Peroxisome proliferator-activated receptors (PPARs) alpha and gamma have been shown to be protective in hepatic ischemia/reperfusion (I/R) injury. However, the precise role of PPAR gamma coactivator-1 alpha (PGC-1 alpha), which can coactivate both of these receptors, in hepatic I/R injury, remains largely unknown. This study was designed to test our hypothesis that PGC-1 alpha is protective during hepatic I/R injury in vitro and in vivo. Our results show that endogenous PGC-1 alpha is basally expressed in normal livers and is moderately increased by I/R. Ectopic PGC-1 alpha protects against hepatic I/R and hepatocyte anoxia/reoxygenation (A/R) injuries, whereas knockdown of endogenous PGC-1 alpha aggravates such injuries, as evidenced by assessment of the levels of serum aminotransferases and inflammatory cytokines, necrosis, apoptosis, cell viability, and histological examination.

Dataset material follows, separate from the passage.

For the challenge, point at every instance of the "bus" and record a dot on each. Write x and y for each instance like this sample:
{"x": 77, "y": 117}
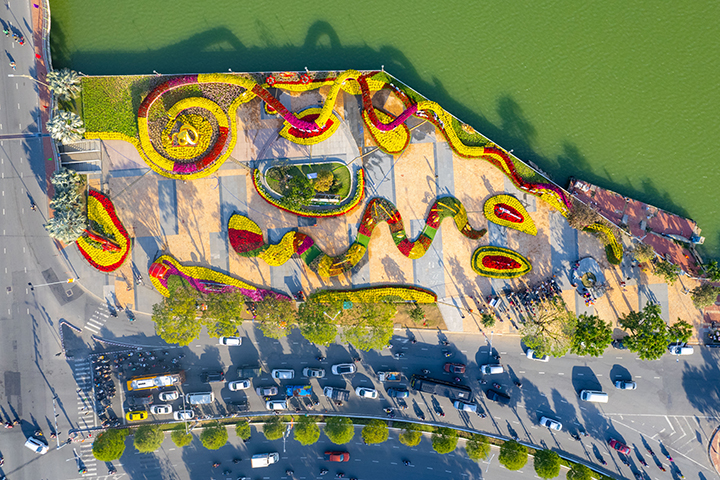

The EMSA assay shows that the activation of PPAR alpha and PPAR gamma is increased or decreased by the overexpression or knockdown of PGC-1 alpha, respectively, during hepatic I/R and hepatocyte A/R injuries. In addition, the administration of specific antagonists of either PPAR alpha (MK886) or PPAR gamma (GW9662) can effectively decrease the protective effect of PGC-1 alpha against hepatic I/R and hepatocyte A/R injuries. We also demonstrate an important regulatory role of PGC-1 alpha in reactive oxygen species (ROS) metabolism during hepatic I/R, which is correlated with the induction of ROS-detoxifying enzymes and is also dependent on the activations of PPAR alpha and PPAR gamma. These data demonstrate that PGC-1 alpha protects against hepatic I/R injury, mainly by regulating the activation of PPAR alpha and PPAR gamma. Thus, PGC-1 alpha may be a promising therapeutic target for the protection of the liver against I/R injury.